Later on, we are sitting in the comfortable swinging seats in the garden. My gaze falls on the gable end of the cottage. Despite my resourceful erection of trellis and the picturesque foul drainage downpipe, the wall is mostly a plain slab of bricks that lacks interesting features. I mull this over for some time.

“You know what would look really good on that gable end?” I muse.

“Would it be, perchance, some sort of large painted vintage advertising sign?” she replies sarcastically.

I must have mentioned my good idea previously. I keep quiet for a bit.

“Actually that would be a really good gable end for a rousing mural,” I suggest. “It is a shame that there is not more sectarian violence in the Village.”

I am told that I am not allowed to paint a mural on the gable end, nor even any slogans.

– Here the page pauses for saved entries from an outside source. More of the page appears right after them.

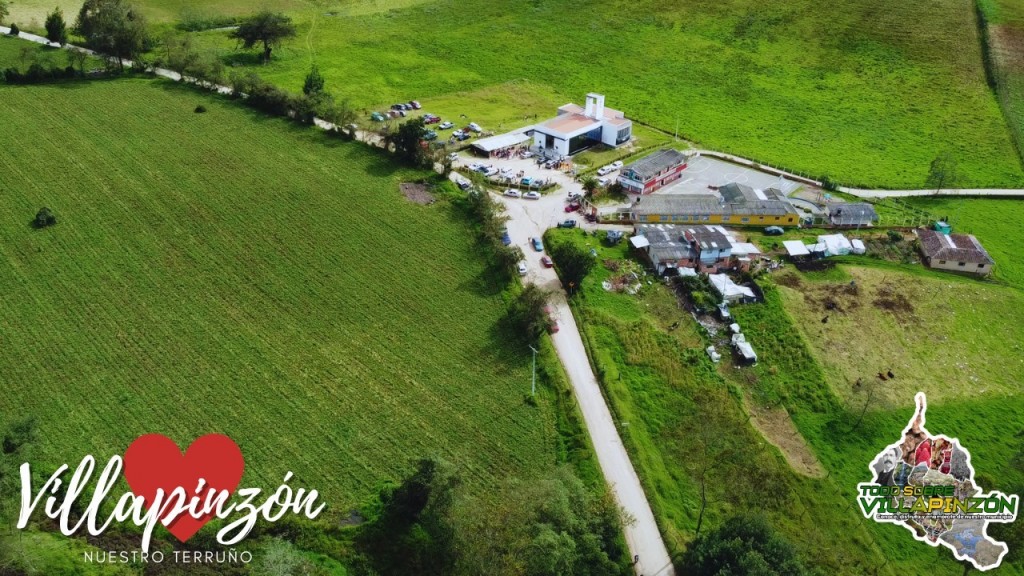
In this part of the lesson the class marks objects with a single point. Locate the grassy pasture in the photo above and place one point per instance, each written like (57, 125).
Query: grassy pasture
(224, 272)
(951, 337)
(865, 93)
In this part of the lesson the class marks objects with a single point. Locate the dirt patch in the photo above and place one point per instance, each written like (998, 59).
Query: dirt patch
(776, 426)
(892, 299)
(1008, 45)
(417, 193)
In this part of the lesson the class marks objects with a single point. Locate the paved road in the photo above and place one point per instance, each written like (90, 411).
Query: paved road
(528, 219)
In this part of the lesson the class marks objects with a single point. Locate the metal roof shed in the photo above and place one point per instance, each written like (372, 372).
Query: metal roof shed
(500, 141)
(796, 248)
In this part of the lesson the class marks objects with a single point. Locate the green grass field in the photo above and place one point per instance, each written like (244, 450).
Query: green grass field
(1005, 21)
(227, 273)
(672, 403)
(866, 95)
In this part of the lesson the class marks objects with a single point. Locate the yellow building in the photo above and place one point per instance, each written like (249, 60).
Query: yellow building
(738, 205)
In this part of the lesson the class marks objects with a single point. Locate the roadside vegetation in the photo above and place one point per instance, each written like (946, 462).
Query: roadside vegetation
(687, 422)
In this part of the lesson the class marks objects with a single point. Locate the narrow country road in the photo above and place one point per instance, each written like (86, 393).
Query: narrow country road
(528, 218)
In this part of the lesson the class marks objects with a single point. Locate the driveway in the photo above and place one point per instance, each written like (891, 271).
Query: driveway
(528, 218)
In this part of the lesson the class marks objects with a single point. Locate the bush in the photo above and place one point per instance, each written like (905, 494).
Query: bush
(44, 217)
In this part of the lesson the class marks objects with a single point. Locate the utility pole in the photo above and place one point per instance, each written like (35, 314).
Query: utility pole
(532, 387)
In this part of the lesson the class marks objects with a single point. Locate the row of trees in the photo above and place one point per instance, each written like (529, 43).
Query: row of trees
(427, 525)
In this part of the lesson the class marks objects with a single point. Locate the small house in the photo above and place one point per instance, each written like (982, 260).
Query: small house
(957, 252)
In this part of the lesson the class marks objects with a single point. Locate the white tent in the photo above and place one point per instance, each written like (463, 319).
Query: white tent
(747, 352)
(836, 244)
(796, 248)
(729, 289)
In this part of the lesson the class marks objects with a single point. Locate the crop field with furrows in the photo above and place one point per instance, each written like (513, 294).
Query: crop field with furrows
(226, 273)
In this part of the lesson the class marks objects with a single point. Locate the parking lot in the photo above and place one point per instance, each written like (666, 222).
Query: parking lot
(702, 172)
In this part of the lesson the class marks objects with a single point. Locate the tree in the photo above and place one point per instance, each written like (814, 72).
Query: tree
(314, 82)
(573, 262)
(407, 141)
(77, 58)
(413, 533)
(56, 29)
(526, 312)
(744, 544)
(267, 29)
(942, 172)
(114, 28)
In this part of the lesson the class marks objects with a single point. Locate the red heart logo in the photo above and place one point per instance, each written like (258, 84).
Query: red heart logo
(155, 461)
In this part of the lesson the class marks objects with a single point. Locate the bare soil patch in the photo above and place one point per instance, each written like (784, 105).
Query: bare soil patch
(417, 193)
(776, 426)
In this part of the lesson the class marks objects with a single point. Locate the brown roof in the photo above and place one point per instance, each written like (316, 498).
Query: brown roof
(569, 122)
(953, 247)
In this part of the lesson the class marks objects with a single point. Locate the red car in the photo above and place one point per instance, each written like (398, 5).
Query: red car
(552, 323)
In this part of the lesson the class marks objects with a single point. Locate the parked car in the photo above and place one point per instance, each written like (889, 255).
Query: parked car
(552, 323)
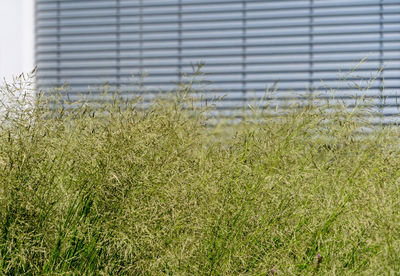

The rain whips horizontally across from the south west, blattering us in its raininess, threatening to sneak its wet fingers inside my anorak like a drunk girl at a bus stop. I grit my teeth and search the horizon for some blue.

My opponent’s wood skids across the green, water spraying up behind it as it goes. She is a very pleasant elderly lady, with whom I have already enjoyed a laugh and a joke. Her wood comes to a halt several yards short of the jack. Again.

Bowls is a very tactical game, and one of the key skills is knowing where to put the jack. Sometimes, you will find your opponent is very good when the jack is a long way away – in which case you will try to roll it short. Conversely, some prefer the shorter game – in which case you will try to bring it to rest right at the end of the green.

“It’s no use,” she turns to me. “I just can’t get it that far. I’m not strong enough.”

I return her a weak, guilty, smile.

It is one of those accepted things that is not exactly gamesmanship or unsporting or cheating, but is just a bit awkward, especially when you are playing a nice old lady who is just a bit weak in the arms. I avoid her for the rest of the end.

“Put in another long one,” hisses Nigel as we cross over for the next go.

I make mumbling noises. I do not want to be unkind. I am not Robert Mugabe. But nor am I Nelson Mandela. I am somebody in the middle, like Kenneth Kaunda.

I throw the jack quite long; long enough to be a bit difficult for somebody with a bad arm, but not as long as I could so that she might think that it was an accident. She gives me a reproachful look. Nigel gives me a reproachful look. I have tried to please everybody and now they all hate me. It is typical.

The rain eases off after a while, and the green speeds up. My dilemma vanishes with the drying grass. This is the thing about bowls. It is a microcosm of life, but with unfashionable shoes.